Reputation: 1131
I am reading in a large file one line at a time. What I would like to do to speed everything up is to work on multiple lines in parallel. But the way I am doing it right now is not working. I have never tried this so I am not really sure how it works.
library(foreach)
library(doParallel) #or with doMC
read.block <- function(ifile, lines, block, readFunc=read.csv,
skip=(lines*(block-1))+ifelse((header) & (block>1) & (!inherits(ifile, "connection")),1,0),
nrows=lines,header=TRUE,sep="\t",...){
if(block > 1){
colnms<-NULL
if(header)
{
colnams <- unlist(readFunc(ifile, nrows=1, header=FALSE, sep=sep, stringsAsFactors=FALSE))
#print(colnams)
}
p = readFunc(ifile, skip = skip, nrows = nrows, header=FALSE, sep=sep,...)
if(! is.null(colnams))
{
colnames(p) = colnams
}
} else {
p = readFunc(ifile, skip = skip, nrows = nrows, header=header, sep=sep)
}
return(p)
}
mendl.error <- matrix(, nrow=15, ncol=9)
foreach(i=1:15)%dopar%{
ifile.c <- file("testdata.csv", open = "r") #open file connection to read
ifile.valid <- read.block(ifile.c, lines=1, block=i) #read 1 line
close(ifile.c)
#do some other operations on the line which will be saved into a matrix
mendl.error[1,] <- ifile.valid
}
Upvotes: 0
Views: 296
Reputation: 545865
You haven’t specified what “doesn’t work” means but I’m going on a limb and say that it doesn’t speed up as expected (although I’m also not quite clear about the semantics of what you’re attempting to do).

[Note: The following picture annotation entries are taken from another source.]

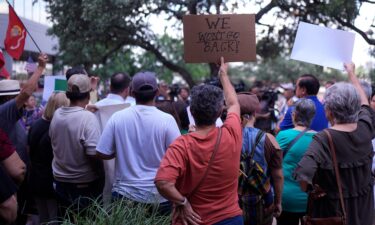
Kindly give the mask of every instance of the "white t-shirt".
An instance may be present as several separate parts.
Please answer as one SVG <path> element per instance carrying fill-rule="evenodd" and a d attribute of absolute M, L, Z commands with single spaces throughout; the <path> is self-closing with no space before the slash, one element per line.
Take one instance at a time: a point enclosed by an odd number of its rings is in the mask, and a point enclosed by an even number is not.
<path fill-rule="evenodd" d="M 164 202 L 154 178 L 168 146 L 180 136 L 175 119 L 154 106 L 136 105 L 116 112 L 97 146 L 116 153 L 113 192 L 143 203 Z"/>
<path fill-rule="evenodd" d="M 101 176 L 100 167 L 93 164 L 100 137 L 95 115 L 81 107 L 56 110 L 49 129 L 53 149 L 52 170 L 57 181 L 88 183 Z"/>

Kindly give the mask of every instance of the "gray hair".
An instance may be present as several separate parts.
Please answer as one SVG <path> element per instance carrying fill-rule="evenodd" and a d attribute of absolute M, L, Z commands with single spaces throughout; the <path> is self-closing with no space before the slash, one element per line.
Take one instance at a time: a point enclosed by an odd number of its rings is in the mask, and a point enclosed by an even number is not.
<path fill-rule="evenodd" d="M 191 90 L 190 111 L 198 126 L 215 124 L 223 105 L 223 91 L 218 87 L 205 84 Z"/>
<path fill-rule="evenodd" d="M 340 82 L 332 85 L 324 96 L 324 108 L 329 110 L 335 123 L 355 123 L 361 108 L 361 98 L 352 84 Z"/>
<path fill-rule="evenodd" d="M 315 116 L 315 104 L 311 99 L 300 99 L 294 108 L 294 124 L 304 127 L 310 127 Z"/>
<path fill-rule="evenodd" d="M 360 80 L 359 83 L 362 86 L 363 91 L 366 94 L 367 100 L 370 102 L 371 101 L 371 94 L 372 94 L 372 87 L 371 84 L 365 80 Z"/>

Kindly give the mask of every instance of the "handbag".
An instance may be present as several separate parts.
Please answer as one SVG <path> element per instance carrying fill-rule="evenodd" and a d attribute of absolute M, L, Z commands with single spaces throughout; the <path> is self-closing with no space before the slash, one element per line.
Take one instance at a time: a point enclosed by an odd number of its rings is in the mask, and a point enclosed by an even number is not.
<path fill-rule="evenodd" d="M 259 163 L 254 160 L 256 146 L 258 146 L 264 135 L 265 133 L 259 130 L 251 148 L 241 154 L 238 185 L 239 195 L 252 193 L 262 196 L 266 195 L 271 190 L 270 177 L 265 173 Z"/>
<path fill-rule="evenodd" d="M 341 186 L 341 179 L 340 179 L 340 172 L 337 164 L 336 159 L 336 151 L 335 146 L 333 145 L 332 136 L 328 130 L 324 130 L 324 132 L 328 136 L 329 141 L 329 150 L 331 153 L 332 161 L 333 161 L 333 168 L 336 175 L 336 182 L 337 187 L 340 195 L 340 206 L 342 210 L 341 216 L 333 216 L 333 217 L 326 217 L 326 218 L 313 218 L 312 217 L 312 208 L 314 205 L 314 199 L 317 199 L 324 195 L 325 193 L 318 188 L 314 188 L 314 191 L 309 193 L 309 200 L 307 206 L 307 215 L 303 217 L 303 224 L 304 225 L 346 225 L 346 211 L 344 205 L 344 198 L 342 194 L 342 186 Z"/>
<path fill-rule="evenodd" d="M 201 178 L 201 180 L 198 182 L 198 184 L 197 184 L 197 185 L 192 189 L 192 191 L 186 196 L 187 198 L 191 197 L 191 196 L 192 196 L 192 195 L 198 190 L 198 188 L 202 185 L 203 181 L 206 179 L 207 174 L 208 174 L 208 171 L 209 171 L 210 168 L 211 168 L 212 162 L 213 162 L 214 159 L 215 159 L 215 156 L 216 156 L 217 150 L 219 149 L 220 140 L 221 140 L 221 128 L 219 128 L 219 134 L 218 134 L 218 137 L 217 137 L 217 140 L 216 140 L 215 149 L 214 149 L 214 151 L 213 151 L 212 154 L 211 154 L 210 161 L 208 161 L 208 166 L 207 166 L 206 172 L 204 173 L 204 175 L 202 176 L 202 178 Z"/>

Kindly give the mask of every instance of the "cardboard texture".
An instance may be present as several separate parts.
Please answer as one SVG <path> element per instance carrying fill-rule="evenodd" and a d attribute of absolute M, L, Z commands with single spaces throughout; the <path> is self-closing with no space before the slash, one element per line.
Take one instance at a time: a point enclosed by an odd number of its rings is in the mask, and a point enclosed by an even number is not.
<path fill-rule="evenodd" d="M 186 15 L 184 59 L 187 63 L 256 60 L 255 15 Z"/>
<path fill-rule="evenodd" d="M 355 34 L 300 22 L 291 59 L 343 70 L 352 61 Z"/>

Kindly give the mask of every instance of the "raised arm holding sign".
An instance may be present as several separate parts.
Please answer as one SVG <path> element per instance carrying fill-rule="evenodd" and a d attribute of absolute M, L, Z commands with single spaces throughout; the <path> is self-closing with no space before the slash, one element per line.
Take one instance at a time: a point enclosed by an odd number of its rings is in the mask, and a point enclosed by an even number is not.
<path fill-rule="evenodd" d="M 255 15 L 184 16 L 187 63 L 255 61 Z"/>

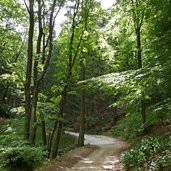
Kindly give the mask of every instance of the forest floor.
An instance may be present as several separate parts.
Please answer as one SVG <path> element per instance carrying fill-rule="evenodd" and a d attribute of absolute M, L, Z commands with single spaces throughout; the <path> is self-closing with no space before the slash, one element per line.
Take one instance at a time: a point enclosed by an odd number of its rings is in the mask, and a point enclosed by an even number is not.
<path fill-rule="evenodd" d="M 70 133 L 77 136 L 77 133 Z M 85 135 L 84 147 L 77 148 L 41 171 L 123 171 L 120 154 L 125 142 L 101 135 Z"/>

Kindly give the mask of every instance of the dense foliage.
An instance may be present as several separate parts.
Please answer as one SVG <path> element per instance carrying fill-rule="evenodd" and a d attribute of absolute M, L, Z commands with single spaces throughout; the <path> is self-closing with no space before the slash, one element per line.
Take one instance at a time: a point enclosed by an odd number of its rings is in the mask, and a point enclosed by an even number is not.
<path fill-rule="evenodd" d="M 79 146 L 85 132 L 109 129 L 135 143 L 123 155 L 128 169 L 169 167 L 170 8 L 170 0 L 116 0 L 107 10 L 96 0 L 1 0 L 1 167 L 56 158 L 64 128 L 79 131 Z"/>

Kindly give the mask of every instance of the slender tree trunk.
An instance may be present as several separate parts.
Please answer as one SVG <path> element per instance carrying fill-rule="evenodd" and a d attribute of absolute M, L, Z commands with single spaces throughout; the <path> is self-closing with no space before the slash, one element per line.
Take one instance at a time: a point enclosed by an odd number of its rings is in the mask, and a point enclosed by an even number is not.
<path fill-rule="evenodd" d="M 43 146 L 47 145 L 47 140 L 46 140 L 46 124 L 45 124 L 45 118 L 44 115 L 41 114 L 41 129 L 42 129 L 42 144 Z"/>
<path fill-rule="evenodd" d="M 29 36 L 27 49 L 27 69 L 25 81 L 25 123 L 24 139 L 29 140 L 30 136 L 30 119 L 31 119 L 31 75 L 33 60 L 33 36 L 34 36 L 34 0 L 29 0 Z"/>
<path fill-rule="evenodd" d="M 3 93 L 3 97 L 2 97 L 2 102 L 5 104 L 6 103 L 6 99 L 7 99 L 7 95 L 8 95 L 8 89 L 9 89 L 9 83 L 7 82 L 7 85 L 5 87 L 4 93 Z"/>
<path fill-rule="evenodd" d="M 60 117 L 63 119 L 63 114 L 64 114 L 64 109 L 65 109 L 65 105 L 66 105 L 66 102 L 67 102 L 67 95 L 68 95 L 68 81 L 69 81 L 69 78 L 71 77 L 71 75 L 68 76 L 67 78 L 67 81 L 66 81 L 66 85 L 63 89 L 63 92 L 62 92 L 62 99 L 61 99 L 61 102 L 59 104 L 59 107 L 60 107 Z M 52 152 L 52 156 L 51 158 L 54 159 L 56 158 L 57 154 L 58 154 L 58 148 L 59 148 L 59 143 L 60 143 L 60 140 L 61 140 L 61 135 L 62 135 L 62 129 L 63 129 L 63 121 L 62 120 L 59 120 L 58 121 L 58 129 L 56 131 L 56 128 L 57 128 L 57 121 L 55 123 L 55 127 L 54 127 L 54 130 L 53 130 L 53 135 L 55 134 L 55 141 L 54 141 L 54 145 L 53 145 L 53 152 Z M 51 137 L 53 139 L 53 136 Z M 52 146 L 52 144 L 51 144 Z"/>
<path fill-rule="evenodd" d="M 39 94 L 39 82 L 38 80 L 38 64 L 40 60 L 40 54 L 41 54 L 41 43 L 42 43 L 42 37 L 43 37 L 43 28 L 42 28 L 42 7 L 41 7 L 41 1 L 38 0 L 38 23 L 39 23 L 39 35 L 37 39 L 37 50 L 36 50 L 36 57 L 34 59 L 34 86 L 33 86 L 33 102 L 32 102 L 32 111 L 31 111 L 31 127 L 30 127 L 30 143 L 32 145 L 35 144 L 36 139 L 36 129 L 37 129 L 37 102 L 38 102 L 38 94 Z"/>
<path fill-rule="evenodd" d="M 137 66 L 138 69 L 142 68 L 142 54 L 141 54 L 141 28 L 137 27 L 136 29 L 137 37 Z"/>
<path fill-rule="evenodd" d="M 142 52 L 141 52 L 141 27 L 136 28 L 136 37 L 137 37 L 137 65 L 138 69 L 142 68 Z M 146 112 L 145 112 L 145 101 L 144 101 L 144 92 L 142 92 L 142 99 L 140 102 L 141 105 L 141 116 L 142 123 L 146 122 Z"/>
<path fill-rule="evenodd" d="M 85 58 L 80 61 L 80 80 L 85 80 Z M 84 146 L 84 132 L 85 132 L 85 90 L 80 88 L 80 131 L 78 138 L 78 145 Z"/>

The reason for this is that your code is not compute bound, it’s IO bound. Meaning, it has to wait for data from secondary storage. The bus for that data isn’t parallel, so all your data read requests are getting serialised. You cannot speed this up significantly by using parallelism in the fashion you’re attempting to.
In fact, your code is probably sped up if you do the reading in one go and rely on R to do the right thing. IF you really need raw reading performance here you probably need to resort to memory-mapped files. A quick Google search has turned up the R package bigmemory
which implements this.
Upvotes: 2